Je n'ai jamais dit qu'on doit mettre fin au divertissement mais construire la politique culturelle sur le divertissement sous-entend qu'on emprunte un chemin vers l'ignorance. Je défends la culture du savoir parce que le projet culturel est fait de savoir. Dans ce sens j'aurais souhaité que l'appellation du ministère de la Culture ne soit pas «les Affaires culturelles» mais plutôt «ministère de la Culture et de la démocratie» parce qu'il y a une culture démocratique, ou bien «ministère de la Culture et des nouvelles technologies» parce que notre défi aujourd'hui c'est d'entrer dans cette ère nouvelle dominée par les nouvelles technologies. A mon avis, il faut sortir de cette vision limitée de la culture et des arts «pour le divertissement». Le divertissement est une donnée qui doit exister mais on est également appelés à construire un citoyen ou un esprit citoyen et cela on ne peut pas le faire avec le divertissement. Il y a deux projets qui me tenaient à cœur quand j'étais en charge du ministère et qui heureusement ont été lancés : l'école culturelle et la vulgarisation des pratiques culturelles dans le milieu carcéral. C'était parmi les projets qui ont prouvé la réussite de la coopération interministérielle. Ce sont aussi des projets dont l'objectif était de construire un potentiel citoyen.
En tant qu'auteur de «Le statut du musicien en Tunisie», pourquoi selon vous l'artiste peine-t-il toujours à avoir un statut en Tunisie ?
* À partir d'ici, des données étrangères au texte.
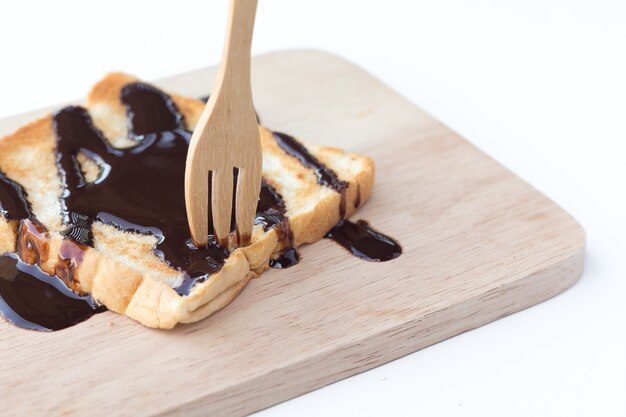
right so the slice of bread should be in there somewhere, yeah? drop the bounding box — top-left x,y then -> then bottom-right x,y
0,73 -> 374,329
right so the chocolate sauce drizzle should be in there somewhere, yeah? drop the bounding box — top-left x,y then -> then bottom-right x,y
53,83 -> 229,295
272,132 -> 348,217
0,173 -> 103,331
256,180 -> 288,236
270,131 -> 403,265
268,247 -> 299,269
0,171 -> 31,220
0,82 -> 402,332
53,83 -> 288,294
0,84 -> 290,330
325,219 -> 402,262
255,180 -> 297,268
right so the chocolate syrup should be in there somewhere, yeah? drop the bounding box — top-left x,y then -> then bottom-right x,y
0,82 -> 401,333
53,83 -> 278,295
269,247 -> 299,269
1,171 -> 104,331
270,132 -> 402,264
255,180 -> 289,238
0,171 -> 31,220
0,253 -> 102,331
53,83 -> 229,295
325,219 -> 402,262
272,131 -> 348,216
256,180 -> 297,267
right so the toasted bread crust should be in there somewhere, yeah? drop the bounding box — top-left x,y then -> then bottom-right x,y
0,72 -> 375,329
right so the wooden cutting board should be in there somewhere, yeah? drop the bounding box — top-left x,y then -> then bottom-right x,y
0,50 -> 585,417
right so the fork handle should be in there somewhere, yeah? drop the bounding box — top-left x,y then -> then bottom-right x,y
217,0 -> 258,93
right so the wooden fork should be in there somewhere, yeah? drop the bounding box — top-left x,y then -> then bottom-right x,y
185,0 -> 262,248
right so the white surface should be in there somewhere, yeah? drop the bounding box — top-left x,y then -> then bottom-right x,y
1,1 -> 625,415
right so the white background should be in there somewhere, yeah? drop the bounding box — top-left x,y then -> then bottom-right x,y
1,1 -> 625,415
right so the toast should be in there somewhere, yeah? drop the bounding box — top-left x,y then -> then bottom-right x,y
0,73 -> 374,329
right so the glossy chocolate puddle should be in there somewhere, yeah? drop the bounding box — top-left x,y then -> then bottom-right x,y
325,219 -> 402,262
0,252 -> 103,331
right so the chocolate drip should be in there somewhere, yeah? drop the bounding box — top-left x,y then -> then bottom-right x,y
272,131 -> 347,193
0,171 -> 32,220
123,83 -> 183,137
269,247 -> 299,269
255,180 -> 299,266
53,83 -> 228,295
0,252 -> 102,331
257,180 -> 286,215
0,175 -> 104,331
272,131 -> 348,217
256,180 -> 288,235
325,220 -> 402,262
271,132 -> 401,263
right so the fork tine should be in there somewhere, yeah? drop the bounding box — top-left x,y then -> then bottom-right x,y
185,167 -> 209,247
211,168 -> 234,247
235,164 -> 262,246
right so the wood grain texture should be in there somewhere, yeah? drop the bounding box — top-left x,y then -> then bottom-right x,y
0,50 -> 585,417
185,0 -> 261,247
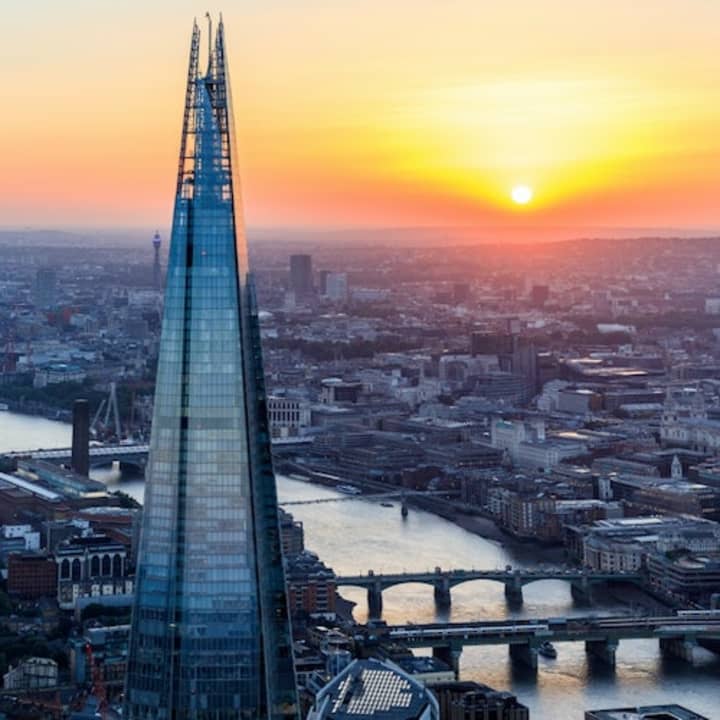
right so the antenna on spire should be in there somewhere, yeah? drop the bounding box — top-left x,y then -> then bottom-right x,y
205,12 -> 213,74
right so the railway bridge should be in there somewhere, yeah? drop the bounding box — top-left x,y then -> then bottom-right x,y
5,437 -> 311,473
358,614 -> 720,676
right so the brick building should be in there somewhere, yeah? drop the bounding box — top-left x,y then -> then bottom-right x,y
7,553 -> 57,600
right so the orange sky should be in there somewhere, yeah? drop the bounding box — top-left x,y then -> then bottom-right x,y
2,1 -> 720,236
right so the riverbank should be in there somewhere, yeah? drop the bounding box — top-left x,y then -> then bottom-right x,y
448,512 -> 567,564
0,400 -> 71,424
283,468 -> 565,565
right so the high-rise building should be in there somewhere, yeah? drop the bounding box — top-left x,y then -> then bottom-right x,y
318,270 -> 331,296
152,230 -> 162,290
453,282 -> 471,305
290,254 -> 313,296
124,18 -> 298,720
34,268 -> 57,309
530,284 -> 549,307
325,272 -> 348,302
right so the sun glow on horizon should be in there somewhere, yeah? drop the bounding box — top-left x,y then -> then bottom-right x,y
511,185 -> 534,205
3,1 -> 720,230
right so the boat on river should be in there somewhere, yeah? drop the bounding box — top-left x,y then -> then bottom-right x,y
538,641 -> 557,659
336,483 -> 362,495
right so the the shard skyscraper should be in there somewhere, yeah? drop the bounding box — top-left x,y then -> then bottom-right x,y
124,18 -> 298,720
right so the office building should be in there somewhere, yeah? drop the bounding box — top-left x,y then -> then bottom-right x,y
325,272 -> 348,302
647,550 -> 720,604
432,681 -> 529,720
71,625 -> 130,689
319,270 -> 331,296
6,552 -> 57,600
308,658 -> 439,720
278,507 -> 305,558
124,19 -> 298,720
290,254 -> 314,296
585,705 -> 708,720
34,268 -> 57,309
268,395 -> 311,438
530,284 -> 549,307
453,282 -> 470,304
3,658 -> 58,691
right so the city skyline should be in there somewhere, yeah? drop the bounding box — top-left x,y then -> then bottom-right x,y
1,4 -> 720,717
3,1 -> 720,237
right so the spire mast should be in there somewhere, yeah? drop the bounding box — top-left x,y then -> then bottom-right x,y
205,11 -> 213,76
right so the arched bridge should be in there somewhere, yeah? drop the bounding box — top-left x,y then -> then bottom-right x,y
336,567 -> 645,616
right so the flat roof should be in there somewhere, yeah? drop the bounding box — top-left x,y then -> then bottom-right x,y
0,472 -> 61,502
314,658 -> 433,720
585,704 -> 708,720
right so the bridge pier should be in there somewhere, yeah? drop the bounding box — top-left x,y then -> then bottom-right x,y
660,637 -> 702,664
433,578 -> 452,610
585,638 -> 618,668
367,584 -> 383,618
504,579 -> 523,606
432,645 -> 462,679
509,641 -> 538,670
571,579 -> 594,605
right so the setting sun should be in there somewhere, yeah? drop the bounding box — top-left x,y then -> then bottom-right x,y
511,185 -> 534,205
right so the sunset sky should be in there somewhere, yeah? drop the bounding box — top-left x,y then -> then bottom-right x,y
2,0 -> 720,237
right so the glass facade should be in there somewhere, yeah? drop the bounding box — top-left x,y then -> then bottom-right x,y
124,20 -> 298,720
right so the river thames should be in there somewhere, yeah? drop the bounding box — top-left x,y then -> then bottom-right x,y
1,410 -> 717,718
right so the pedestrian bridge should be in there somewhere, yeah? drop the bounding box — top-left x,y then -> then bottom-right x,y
358,613 -> 720,674
336,567 -> 645,615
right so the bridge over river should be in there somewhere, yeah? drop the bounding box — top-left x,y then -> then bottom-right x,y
336,567 -> 645,615
358,614 -> 720,674
5,437 -> 312,471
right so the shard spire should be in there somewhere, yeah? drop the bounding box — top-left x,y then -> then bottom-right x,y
124,18 -> 298,720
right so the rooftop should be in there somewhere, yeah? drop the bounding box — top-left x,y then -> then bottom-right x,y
0,471 -> 61,502
585,704 -> 708,720
310,658 -> 437,720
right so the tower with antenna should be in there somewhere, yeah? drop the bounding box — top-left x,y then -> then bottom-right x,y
152,230 -> 162,290
125,16 -> 298,720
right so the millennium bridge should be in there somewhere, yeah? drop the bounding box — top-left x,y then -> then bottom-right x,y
336,567 -> 645,615
357,613 -> 720,674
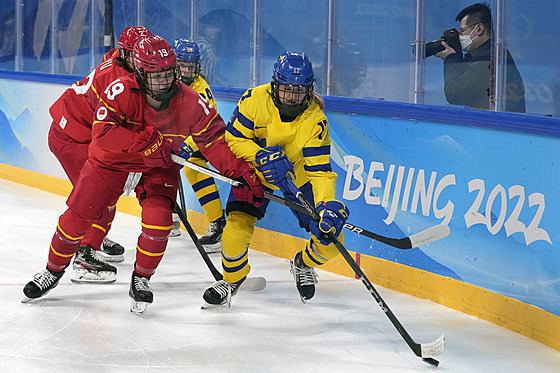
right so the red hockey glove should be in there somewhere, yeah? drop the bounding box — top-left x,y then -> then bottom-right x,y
228,159 -> 264,207
130,126 -> 173,168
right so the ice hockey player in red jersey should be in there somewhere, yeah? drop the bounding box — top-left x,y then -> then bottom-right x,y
23,35 -> 263,314
47,26 -> 152,284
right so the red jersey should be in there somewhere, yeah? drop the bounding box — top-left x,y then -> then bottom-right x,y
90,74 -> 240,175
102,48 -> 120,62
49,53 -> 132,143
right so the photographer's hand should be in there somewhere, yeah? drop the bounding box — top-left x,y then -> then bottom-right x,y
435,41 -> 456,60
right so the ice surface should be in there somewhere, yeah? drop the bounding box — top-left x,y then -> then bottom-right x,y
1,179 -> 559,372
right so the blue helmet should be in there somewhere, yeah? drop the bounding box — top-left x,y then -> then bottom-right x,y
172,38 -> 201,63
172,38 -> 201,85
272,51 -> 314,86
271,51 -> 315,119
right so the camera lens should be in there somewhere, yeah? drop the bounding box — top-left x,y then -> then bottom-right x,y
425,40 -> 444,58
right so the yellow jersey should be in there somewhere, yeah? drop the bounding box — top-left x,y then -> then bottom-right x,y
225,83 -> 337,202
190,75 -> 217,109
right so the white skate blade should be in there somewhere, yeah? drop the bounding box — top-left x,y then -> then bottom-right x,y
97,252 -> 124,263
21,292 -> 53,303
71,269 -> 117,284
202,242 -> 222,254
201,302 -> 228,310
130,300 -> 150,314
169,229 -> 182,237
239,276 -> 266,291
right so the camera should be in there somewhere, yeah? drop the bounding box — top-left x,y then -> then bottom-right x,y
425,28 -> 462,58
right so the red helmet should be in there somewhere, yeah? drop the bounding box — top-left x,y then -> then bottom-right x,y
133,35 -> 181,102
118,26 -> 152,51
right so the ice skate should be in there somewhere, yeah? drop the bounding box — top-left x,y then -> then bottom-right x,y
129,271 -> 153,314
99,237 -> 125,263
169,212 -> 181,237
199,215 -> 226,254
202,277 -> 245,308
22,267 -> 65,302
71,245 -> 117,284
289,252 -> 318,303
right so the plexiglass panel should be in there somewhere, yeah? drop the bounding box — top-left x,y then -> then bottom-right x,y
196,1 -> 253,87
142,0 -> 191,47
0,2 -> 15,71
337,0 -> 416,101
1,0 -> 558,117
262,0 -> 327,93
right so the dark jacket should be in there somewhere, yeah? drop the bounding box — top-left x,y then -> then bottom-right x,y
443,39 -> 525,113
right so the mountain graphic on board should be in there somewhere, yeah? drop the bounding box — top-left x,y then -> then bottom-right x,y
0,108 -> 39,172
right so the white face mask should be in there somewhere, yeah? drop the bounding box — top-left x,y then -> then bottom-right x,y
459,25 -> 478,52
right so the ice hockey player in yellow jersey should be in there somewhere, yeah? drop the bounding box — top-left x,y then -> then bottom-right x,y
203,51 -> 350,306
172,38 -> 225,254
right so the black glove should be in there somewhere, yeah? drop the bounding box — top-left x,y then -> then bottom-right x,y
442,28 -> 463,60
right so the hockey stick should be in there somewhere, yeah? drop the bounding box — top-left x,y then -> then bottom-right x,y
104,0 -> 114,53
177,176 -> 187,213
174,177 -> 266,291
285,177 -> 444,366
174,204 -> 222,280
170,155 -> 450,249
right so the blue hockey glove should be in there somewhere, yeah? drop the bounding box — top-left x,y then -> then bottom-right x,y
255,145 -> 295,192
178,141 -> 195,161
310,200 -> 349,245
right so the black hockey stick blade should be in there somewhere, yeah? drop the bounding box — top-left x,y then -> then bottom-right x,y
423,358 -> 440,367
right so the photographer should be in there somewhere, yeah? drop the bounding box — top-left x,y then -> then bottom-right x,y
435,3 -> 525,113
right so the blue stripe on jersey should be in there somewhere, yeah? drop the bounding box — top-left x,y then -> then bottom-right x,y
305,244 -> 323,266
223,259 -> 249,273
226,123 -> 247,139
303,145 -> 330,157
226,107 -> 249,139
236,110 -> 255,131
304,163 -> 332,173
198,191 -> 221,207
192,178 -> 217,193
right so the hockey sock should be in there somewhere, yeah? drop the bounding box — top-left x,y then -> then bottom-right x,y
47,208 -> 92,272
221,211 -> 257,283
81,203 -> 117,250
301,232 -> 345,268
134,195 -> 172,277
184,158 -> 223,223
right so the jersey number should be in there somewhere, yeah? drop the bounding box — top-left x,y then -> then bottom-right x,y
104,79 -> 125,100
197,95 -> 213,115
317,119 -> 327,140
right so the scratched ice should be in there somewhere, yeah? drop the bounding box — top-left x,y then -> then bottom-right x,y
0,179 -> 559,372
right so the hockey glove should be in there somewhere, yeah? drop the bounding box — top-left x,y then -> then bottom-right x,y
310,200 -> 349,245
178,141 -> 195,161
229,159 -> 264,207
255,145 -> 295,193
130,126 -> 173,168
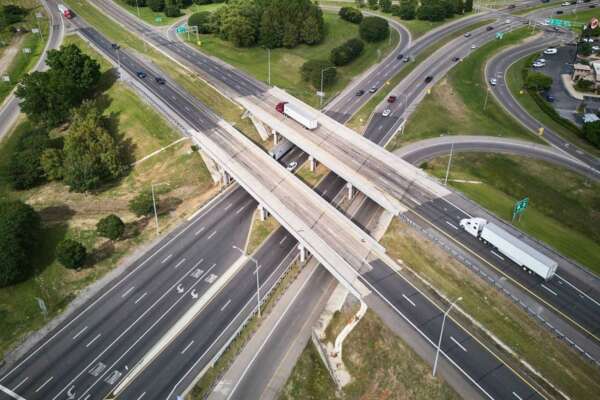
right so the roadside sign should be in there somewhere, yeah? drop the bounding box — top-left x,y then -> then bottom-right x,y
2,75 -> 10,82
36,297 -> 48,317
548,18 -> 572,28
32,28 -> 39,33
155,16 -> 163,23
23,48 -> 31,54
316,91 -> 325,97
538,127 -> 544,136
591,17 -> 599,30
176,25 -> 187,34
513,197 -> 529,221
496,31 -> 504,39
197,40 -> 202,46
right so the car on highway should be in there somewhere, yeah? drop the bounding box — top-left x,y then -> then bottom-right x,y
396,54 -> 403,60
505,19 -> 511,24
593,45 -> 600,52
532,61 -> 545,68
136,71 -> 147,79
382,109 -> 392,117
546,94 -> 555,102
155,76 -> 166,85
508,4 -> 516,8
561,1 -> 570,5
452,56 -> 461,62
536,58 -> 547,64
387,95 -> 397,103
355,89 -> 365,96
424,75 -> 433,83
543,48 -> 558,55
111,43 -> 119,50
590,4 -> 596,7
486,26 -> 494,31
403,56 -> 410,63
489,78 -> 497,86
286,161 -> 298,171
556,10 -> 564,14
470,44 -> 477,49
369,86 -> 378,93
464,32 -> 471,37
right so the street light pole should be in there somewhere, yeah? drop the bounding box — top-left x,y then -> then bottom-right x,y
320,66 -> 335,108
135,0 -> 141,17
232,245 -> 261,317
267,48 -> 271,86
433,297 -> 462,377
443,142 -> 454,186
151,182 -> 169,237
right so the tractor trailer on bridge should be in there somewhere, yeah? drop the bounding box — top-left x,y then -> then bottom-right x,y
58,4 -> 73,19
275,102 -> 318,130
459,217 -> 558,281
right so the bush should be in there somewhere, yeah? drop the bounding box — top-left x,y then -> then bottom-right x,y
576,79 -> 594,92
330,38 -> 364,66
129,190 -> 156,217
300,59 -> 337,89
148,0 -> 165,12
7,128 -> 50,190
97,214 -> 125,240
56,239 -> 87,269
359,16 -> 389,42
189,11 -> 215,33
583,120 -> 600,147
525,72 -> 552,91
164,5 -> 181,17
398,0 -> 417,19
0,200 -> 40,287
379,0 -> 392,12
339,6 -> 363,23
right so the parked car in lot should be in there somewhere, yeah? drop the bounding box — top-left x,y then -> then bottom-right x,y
136,71 -> 147,79
543,48 -> 558,55
593,45 -> 600,52
489,78 -> 497,86
561,1 -> 570,5
583,37 -> 594,43
286,161 -> 298,172
387,95 -> 397,103
369,86 -> 378,93
382,109 -> 391,117
356,89 -> 365,96
425,75 -> 433,83
556,10 -> 564,14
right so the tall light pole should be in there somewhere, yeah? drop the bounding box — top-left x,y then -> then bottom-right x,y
151,182 -> 170,237
232,245 -> 261,317
433,297 -> 462,377
443,142 -> 454,186
320,66 -> 335,108
267,47 -> 271,86
135,0 -> 141,17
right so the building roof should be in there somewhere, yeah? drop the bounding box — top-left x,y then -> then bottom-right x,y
592,61 -> 600,79
583,113 -> 600,123
574,63 -> 592,71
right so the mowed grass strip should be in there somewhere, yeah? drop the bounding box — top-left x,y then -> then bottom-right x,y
422,153 -> 600,273
381,218 -> 600,400
389,28 -> 539,149
0,35 -> 216,359
185,12 -> 398,108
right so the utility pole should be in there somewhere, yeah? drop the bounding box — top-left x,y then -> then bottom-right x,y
151,182 -> 170,237
35,12 -> 44,41
444,142 -> 454,186
135,0 -> 141,17
320,66 -> 335,108
267,47 -> 271,86
433,297 -> 462,377
233,246 -> 261,317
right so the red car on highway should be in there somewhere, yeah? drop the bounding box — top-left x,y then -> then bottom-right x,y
387,95 -> 397,103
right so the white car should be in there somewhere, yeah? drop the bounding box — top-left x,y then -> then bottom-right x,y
543,48 -> 558,55
536,58 -> 547,64
532,61 -> 545,68
561,1 -> 570,6
593,45 -> 600,51
286,161 -> 298,171
489,78 -> 497,86
382,109 -> 391,117
505,19 -> 511,24
583,37 -> 594,43
470,44 -> 477,49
L'artiste est dans le monde entier une sorte de «outsider» qu'il est difficile à enfermer dans un carcan. Mais il se trouve que dans les sociétés où nous vivons c'est l'artiste qui revendique l'intervention de l'Etat et le recours à la loi pour que son métier soit reconnu. En Tunisie il y a un paradoxe. Il y a une profusion d'artistes sans précision aucune puisque au niveau de la législation il n'y a aucune définition ni de l'artiste ni du musicien. Tout est aléatoire. Sur le plan musical, par exemple, on a donné une place principale à l'interprète et on a complètement occulté la question de l'auteur de l'œuvre. Cet acteur essentiel est complètement dénié aujourd'hui.
Pourquoi publiez-vous ce livre «Le statut du musicien» aujourd'hui ?
D'abord c'est une synthèse de ma thèse de doctorat. La question du statut que je traite dans ce livre et qui fait peut-être son originalité n'est pas uniquement abordée par le côté juridique. Mais l'idée c'est de pouvoir entremêler le statut juridique, la loi, la réglementation, un état des lieux de cette réglementation et le statut institutionnel. L'autre dimension est relative au rôle symbolique ou les rôles que devrait avoir l'artiste en général dans son pays. Donc j'ai travaillé sur ces trois dimensions : l'aspect juridique, l'aspect institutionnel et l'aspect sociologique ou la place de l'artiste dans la cité. Il y a une lecture de cette législation qui est aujourd'hui désuète et une réflexion au niveau des droits d'auteur avec ses défaillances également et puis il y a une partie réservée à la loi sur la carte professionnelle et artistique qui date de 1969 et qui est appelée à mon sens à changer voire à disparaître.
Pourquoi ?
Parce que cette loi de 1969 est discriminatoire. Elle permet à celui qui détient la carte d'avoir les avantages de la couverture sociale ainsi que de la retraite. Or, personnellement je défend l'idée que ces avantages soient étendus à tous les artistes. De façon à ce que le point central qui donne ce statut est le contrat qui lie l'artiste avec celui qui organise le spectacle. Un contrat peut garantir tous les droits d'un artiste aussi bien ses droits d'auteur que la cotisation qui doit être versée à la caisse de solidarité sociale, etc. Il s'agit aussi de distinguer les contrats professionnels des contrats amateurs mais il faut généraliser la profession.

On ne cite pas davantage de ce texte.